Este artículo cuenta la historia de un hombre de 33 años de Etiopía que entró en un hospital con un problema muy confuso: un bulto de crecimiento lento y sin dolor en el interior de su nariz que le causaba congestión nasal y hemorragias nasales ocasionales. Al principio, los médicos pensaron que podría ser un "hemangioma cavernoso", que es básicamente un enredo de vasos sanguíneos que parece un bulto rojo y esponjoso. Parecía un caso sencillo de un tumor vascular. Sin embargo, la trama se complicó cuando una mirada más cercana reveló que el bulto no era solo una mancha única; también había parches extraños, similares a placas blancas, esparcidos por el resto de su cavidad nasal y la parte posterior de su garganta.

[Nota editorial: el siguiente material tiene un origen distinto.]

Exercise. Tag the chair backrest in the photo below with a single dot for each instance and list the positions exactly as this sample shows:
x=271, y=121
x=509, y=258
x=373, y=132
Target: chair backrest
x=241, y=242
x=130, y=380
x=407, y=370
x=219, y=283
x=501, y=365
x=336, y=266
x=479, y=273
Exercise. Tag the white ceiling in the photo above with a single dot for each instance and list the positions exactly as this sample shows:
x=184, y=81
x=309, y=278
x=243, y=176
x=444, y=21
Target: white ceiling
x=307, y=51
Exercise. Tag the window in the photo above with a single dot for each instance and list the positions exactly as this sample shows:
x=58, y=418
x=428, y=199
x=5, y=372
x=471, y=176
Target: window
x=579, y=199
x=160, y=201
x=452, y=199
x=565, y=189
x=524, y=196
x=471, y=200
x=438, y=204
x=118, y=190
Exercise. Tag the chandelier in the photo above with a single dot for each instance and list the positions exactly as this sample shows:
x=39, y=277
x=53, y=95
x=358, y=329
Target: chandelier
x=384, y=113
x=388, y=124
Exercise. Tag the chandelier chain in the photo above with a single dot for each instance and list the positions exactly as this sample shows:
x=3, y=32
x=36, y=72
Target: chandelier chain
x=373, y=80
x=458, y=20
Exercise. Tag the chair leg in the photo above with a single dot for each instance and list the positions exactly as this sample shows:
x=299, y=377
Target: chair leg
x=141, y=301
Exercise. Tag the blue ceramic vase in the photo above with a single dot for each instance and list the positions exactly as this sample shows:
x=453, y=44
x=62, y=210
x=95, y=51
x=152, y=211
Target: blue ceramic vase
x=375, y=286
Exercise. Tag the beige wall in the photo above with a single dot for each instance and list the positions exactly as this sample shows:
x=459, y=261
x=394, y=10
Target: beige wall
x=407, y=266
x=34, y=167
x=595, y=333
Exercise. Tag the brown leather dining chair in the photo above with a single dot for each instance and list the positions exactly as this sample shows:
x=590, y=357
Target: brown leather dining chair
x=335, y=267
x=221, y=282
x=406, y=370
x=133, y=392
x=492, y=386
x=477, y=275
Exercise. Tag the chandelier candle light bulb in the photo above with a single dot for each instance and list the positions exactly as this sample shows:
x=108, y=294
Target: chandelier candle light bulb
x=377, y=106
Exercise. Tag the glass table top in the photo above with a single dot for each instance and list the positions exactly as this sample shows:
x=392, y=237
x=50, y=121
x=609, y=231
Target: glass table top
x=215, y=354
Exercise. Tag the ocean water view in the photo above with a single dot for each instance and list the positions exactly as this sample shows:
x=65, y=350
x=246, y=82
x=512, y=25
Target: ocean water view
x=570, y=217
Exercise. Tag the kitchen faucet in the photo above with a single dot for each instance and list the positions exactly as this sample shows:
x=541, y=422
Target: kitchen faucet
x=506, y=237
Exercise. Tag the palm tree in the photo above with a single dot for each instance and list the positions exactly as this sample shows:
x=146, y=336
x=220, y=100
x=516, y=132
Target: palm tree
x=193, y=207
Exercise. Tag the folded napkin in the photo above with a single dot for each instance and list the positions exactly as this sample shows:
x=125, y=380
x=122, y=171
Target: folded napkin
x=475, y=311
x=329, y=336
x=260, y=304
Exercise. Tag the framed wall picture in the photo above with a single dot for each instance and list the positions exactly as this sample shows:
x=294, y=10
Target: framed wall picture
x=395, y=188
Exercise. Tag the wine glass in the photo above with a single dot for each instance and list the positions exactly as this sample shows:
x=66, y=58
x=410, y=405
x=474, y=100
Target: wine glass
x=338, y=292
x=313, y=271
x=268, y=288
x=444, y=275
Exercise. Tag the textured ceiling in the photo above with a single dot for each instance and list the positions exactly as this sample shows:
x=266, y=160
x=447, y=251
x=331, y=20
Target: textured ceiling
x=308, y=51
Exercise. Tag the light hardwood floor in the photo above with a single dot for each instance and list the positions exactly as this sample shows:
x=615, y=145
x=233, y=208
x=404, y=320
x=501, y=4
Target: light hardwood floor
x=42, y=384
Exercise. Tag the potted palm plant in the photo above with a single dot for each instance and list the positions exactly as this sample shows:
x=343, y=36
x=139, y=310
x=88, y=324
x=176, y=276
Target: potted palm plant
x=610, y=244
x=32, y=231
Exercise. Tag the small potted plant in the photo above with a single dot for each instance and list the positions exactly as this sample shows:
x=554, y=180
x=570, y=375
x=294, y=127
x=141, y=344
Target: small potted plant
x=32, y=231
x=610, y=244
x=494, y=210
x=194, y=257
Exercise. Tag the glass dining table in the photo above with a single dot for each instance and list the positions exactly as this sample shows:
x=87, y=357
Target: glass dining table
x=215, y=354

El verdadero trabajo de detective comenzó cuando los médicos tomaron una pequeña muestra (una biopsia) del bulto. Bajo el microscopio, el tejido no se parecía en absoluto a un tumor de vasos sanguíneos. En su lugar, parecía un campo de batalla donde el sistema inmunológico del cuerpo había construido pequeñas paredes fortificadas (granulomas) alrededor de un invasor, con un centro de tejido muerto (necrosis) que es una firma clásica de la tuberculosis. Para confirmar su sospecha, utilizaron una prueba molecular de alta tecnología llamada GeneXpert, que actúa como un escáner de ADN supersensible. El escáner encontró la huella genética de Mycobacterium tuberculosis en la nariz del paciente, a pesar de que sus pulmones estaban perfectamente despejados y su prueba de esputo fue negativa. Esto confirmó un diagnóstico raro: "tuberculosis nasal primaria", lo que significa que las bacterias probablemente aterrizaron directamente en su nariz en lugar de propagarse desde sus pulmones.

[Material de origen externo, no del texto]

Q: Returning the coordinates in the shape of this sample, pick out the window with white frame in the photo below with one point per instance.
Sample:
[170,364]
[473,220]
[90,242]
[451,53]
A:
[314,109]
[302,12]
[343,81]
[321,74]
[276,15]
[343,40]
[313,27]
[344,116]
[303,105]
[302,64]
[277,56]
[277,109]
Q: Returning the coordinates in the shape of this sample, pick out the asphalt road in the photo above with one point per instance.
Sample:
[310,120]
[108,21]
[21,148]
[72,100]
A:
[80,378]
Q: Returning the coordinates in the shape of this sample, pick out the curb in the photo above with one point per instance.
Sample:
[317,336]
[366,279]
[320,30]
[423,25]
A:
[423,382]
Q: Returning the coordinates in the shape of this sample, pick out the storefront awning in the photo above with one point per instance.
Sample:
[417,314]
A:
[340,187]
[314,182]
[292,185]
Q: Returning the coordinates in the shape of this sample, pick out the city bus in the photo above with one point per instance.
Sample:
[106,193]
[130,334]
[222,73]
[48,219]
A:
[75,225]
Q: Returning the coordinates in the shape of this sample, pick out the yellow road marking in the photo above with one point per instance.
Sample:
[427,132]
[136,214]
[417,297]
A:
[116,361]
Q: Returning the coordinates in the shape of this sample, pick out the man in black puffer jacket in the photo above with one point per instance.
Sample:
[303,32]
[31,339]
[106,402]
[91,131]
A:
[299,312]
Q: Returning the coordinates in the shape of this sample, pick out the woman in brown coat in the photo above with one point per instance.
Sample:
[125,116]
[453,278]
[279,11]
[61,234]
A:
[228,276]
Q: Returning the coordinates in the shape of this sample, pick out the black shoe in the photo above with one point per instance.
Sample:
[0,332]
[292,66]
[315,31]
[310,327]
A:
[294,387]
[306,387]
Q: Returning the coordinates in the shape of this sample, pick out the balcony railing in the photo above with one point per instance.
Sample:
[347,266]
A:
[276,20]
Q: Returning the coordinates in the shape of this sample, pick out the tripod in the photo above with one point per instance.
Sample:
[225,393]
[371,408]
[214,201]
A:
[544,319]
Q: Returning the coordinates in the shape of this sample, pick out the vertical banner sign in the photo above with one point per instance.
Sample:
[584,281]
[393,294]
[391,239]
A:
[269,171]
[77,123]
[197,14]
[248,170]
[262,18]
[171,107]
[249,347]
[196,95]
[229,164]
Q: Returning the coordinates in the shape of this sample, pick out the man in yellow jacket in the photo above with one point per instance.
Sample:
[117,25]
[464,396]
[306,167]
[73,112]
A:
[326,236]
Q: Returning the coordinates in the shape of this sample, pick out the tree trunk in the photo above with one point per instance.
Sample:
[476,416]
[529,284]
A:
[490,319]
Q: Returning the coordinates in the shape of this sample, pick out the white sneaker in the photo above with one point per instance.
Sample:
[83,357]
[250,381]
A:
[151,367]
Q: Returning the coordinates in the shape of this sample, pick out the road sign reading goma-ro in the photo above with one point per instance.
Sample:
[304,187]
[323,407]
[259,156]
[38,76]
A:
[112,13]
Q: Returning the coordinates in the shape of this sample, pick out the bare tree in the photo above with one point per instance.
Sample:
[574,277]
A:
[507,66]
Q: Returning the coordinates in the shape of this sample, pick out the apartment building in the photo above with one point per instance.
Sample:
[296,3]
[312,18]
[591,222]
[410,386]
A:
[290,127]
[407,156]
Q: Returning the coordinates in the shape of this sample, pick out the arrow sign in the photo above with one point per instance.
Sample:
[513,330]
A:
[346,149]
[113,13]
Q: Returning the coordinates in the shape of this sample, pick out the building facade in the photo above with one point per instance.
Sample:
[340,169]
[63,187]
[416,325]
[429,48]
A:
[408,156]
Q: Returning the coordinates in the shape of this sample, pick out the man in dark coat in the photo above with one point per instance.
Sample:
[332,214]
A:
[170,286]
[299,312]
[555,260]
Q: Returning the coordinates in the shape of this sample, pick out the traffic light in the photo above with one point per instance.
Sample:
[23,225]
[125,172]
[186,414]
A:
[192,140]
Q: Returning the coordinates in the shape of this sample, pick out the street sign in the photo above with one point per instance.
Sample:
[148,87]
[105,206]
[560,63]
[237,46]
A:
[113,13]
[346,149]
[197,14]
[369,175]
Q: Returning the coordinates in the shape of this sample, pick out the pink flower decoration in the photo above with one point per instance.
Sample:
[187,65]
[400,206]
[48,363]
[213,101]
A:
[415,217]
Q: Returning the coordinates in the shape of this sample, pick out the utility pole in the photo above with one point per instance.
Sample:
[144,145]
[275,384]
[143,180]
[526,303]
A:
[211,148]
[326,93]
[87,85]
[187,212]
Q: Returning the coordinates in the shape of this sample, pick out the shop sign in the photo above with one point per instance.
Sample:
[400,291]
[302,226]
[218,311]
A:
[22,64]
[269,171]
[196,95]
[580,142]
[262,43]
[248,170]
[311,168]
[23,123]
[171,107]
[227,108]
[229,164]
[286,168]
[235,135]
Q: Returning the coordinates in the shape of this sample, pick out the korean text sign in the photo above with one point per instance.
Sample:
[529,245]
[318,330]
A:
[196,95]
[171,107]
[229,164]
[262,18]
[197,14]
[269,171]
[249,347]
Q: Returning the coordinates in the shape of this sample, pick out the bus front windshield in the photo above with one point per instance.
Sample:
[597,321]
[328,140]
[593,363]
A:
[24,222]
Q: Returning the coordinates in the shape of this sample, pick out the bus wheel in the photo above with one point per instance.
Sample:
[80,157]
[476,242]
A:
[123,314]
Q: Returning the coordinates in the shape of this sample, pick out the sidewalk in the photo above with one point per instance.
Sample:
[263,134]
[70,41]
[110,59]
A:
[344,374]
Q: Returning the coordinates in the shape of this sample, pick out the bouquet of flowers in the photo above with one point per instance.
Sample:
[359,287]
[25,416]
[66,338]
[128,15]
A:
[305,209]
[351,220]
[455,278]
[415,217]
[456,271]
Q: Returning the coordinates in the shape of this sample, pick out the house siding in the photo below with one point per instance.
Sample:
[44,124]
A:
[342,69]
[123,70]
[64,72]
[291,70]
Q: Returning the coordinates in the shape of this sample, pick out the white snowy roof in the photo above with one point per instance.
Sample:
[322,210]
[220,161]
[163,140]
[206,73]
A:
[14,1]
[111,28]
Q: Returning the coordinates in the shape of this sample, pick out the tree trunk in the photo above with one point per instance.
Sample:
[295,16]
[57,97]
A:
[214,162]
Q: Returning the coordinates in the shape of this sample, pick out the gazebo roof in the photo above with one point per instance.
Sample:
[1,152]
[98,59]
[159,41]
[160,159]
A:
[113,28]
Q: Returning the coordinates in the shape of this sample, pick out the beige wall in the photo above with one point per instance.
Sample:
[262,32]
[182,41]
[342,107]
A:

La historia del paciente ofreció una pista de cómo las bacterias podrían haber entrado. Trabajaba en un almacén de fertilizantes, un entorno polvoriento que pudo haber irritado el revestimiento nasal, creando una pequeña abertura para que las bacterias se colaran, de forma muy similar a como un rasguño en una puerta permite que un ladrón se filtre adentro. Una vez realizado el diagnóstico, el tratamiento fue sorprendentemente simple y no invasivo. En lugar de cortar el bulto, los médicos le recetaron un curso estándar de seis meses de medicación antituberculosa. Los resultados fueron dramáticos: después de seis meses, el bulto desapareció por completo, las hemorragias nasales cesaron y una revisión con cámara de seguimiento mostró que su nariz estaba sana y despejada nuevamente.

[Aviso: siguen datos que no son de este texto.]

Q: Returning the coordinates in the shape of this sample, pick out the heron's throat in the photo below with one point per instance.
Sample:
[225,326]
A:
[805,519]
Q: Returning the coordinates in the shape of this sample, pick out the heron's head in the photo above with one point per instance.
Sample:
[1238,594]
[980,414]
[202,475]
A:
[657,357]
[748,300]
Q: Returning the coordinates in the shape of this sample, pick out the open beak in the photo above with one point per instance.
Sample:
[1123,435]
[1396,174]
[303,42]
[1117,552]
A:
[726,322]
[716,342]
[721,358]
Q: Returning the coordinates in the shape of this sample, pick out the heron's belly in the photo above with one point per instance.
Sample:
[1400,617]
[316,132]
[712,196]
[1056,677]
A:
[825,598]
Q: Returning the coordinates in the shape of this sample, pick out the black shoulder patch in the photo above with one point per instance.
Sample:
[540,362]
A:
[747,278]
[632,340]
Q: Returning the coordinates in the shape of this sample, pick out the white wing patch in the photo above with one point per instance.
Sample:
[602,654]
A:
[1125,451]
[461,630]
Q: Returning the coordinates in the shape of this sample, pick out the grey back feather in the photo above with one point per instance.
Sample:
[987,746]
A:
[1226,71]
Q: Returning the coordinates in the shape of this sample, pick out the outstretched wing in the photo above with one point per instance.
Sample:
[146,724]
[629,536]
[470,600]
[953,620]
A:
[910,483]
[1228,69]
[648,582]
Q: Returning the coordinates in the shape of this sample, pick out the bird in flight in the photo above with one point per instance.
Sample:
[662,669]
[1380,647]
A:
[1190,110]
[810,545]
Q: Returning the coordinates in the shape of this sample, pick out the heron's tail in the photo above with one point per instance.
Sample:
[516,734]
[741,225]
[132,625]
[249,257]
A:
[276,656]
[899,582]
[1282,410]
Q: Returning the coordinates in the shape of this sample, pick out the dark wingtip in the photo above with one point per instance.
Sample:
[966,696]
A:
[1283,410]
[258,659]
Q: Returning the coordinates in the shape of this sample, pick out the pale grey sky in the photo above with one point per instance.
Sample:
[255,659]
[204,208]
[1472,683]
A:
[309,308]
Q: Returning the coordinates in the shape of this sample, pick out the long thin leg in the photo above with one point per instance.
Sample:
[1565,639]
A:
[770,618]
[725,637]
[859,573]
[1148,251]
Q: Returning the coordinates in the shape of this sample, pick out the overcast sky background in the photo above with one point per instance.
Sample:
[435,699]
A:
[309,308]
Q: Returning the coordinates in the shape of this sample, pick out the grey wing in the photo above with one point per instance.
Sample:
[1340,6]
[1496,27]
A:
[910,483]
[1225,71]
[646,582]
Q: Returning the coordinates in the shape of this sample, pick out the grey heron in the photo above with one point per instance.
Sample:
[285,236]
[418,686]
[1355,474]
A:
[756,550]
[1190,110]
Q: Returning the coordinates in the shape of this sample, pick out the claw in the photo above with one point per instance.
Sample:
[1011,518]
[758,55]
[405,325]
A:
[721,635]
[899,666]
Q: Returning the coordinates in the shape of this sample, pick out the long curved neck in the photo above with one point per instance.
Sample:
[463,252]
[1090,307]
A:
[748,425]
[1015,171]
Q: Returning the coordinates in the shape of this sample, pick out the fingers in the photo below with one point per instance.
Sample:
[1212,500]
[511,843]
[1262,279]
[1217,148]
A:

Los autores de este artículo también revisaron 40 otros casos de tuberculosis nasal primaria reportados entre 2002 y 2026 para ver qué tan común es esto. Descubrieron que, aunque es extremadamente raro, puede sucederle a cualquiera, desde un niño de 4 años hasta un abuelo de 79 años. La mayoría de estos casos ocurren en lugares donde la TB es común, y suelen presentarse de dos maneras: ya sea como una llaga de curación lenta que consume el tejido, o como una masa creciente como la que tenía este paciente. El artículo sugiere que los médicos en áreas con altas tasas de TB deben mantener una "alta sospecha" de esta enfermedad cuando vean una masa nasal extraña, porque detectarla a tiempo significa evitar cirugías aterradoras y tratarla con una medicina efectiva y curativa. La conclusión clave es que, aunque esta enfermedad es una maestra del disfraz, la combinación adecuada de un microscopio y una prueba de ADN puede desenmascararla, llevando a una recuperación total sin necesidad de un escalpelo.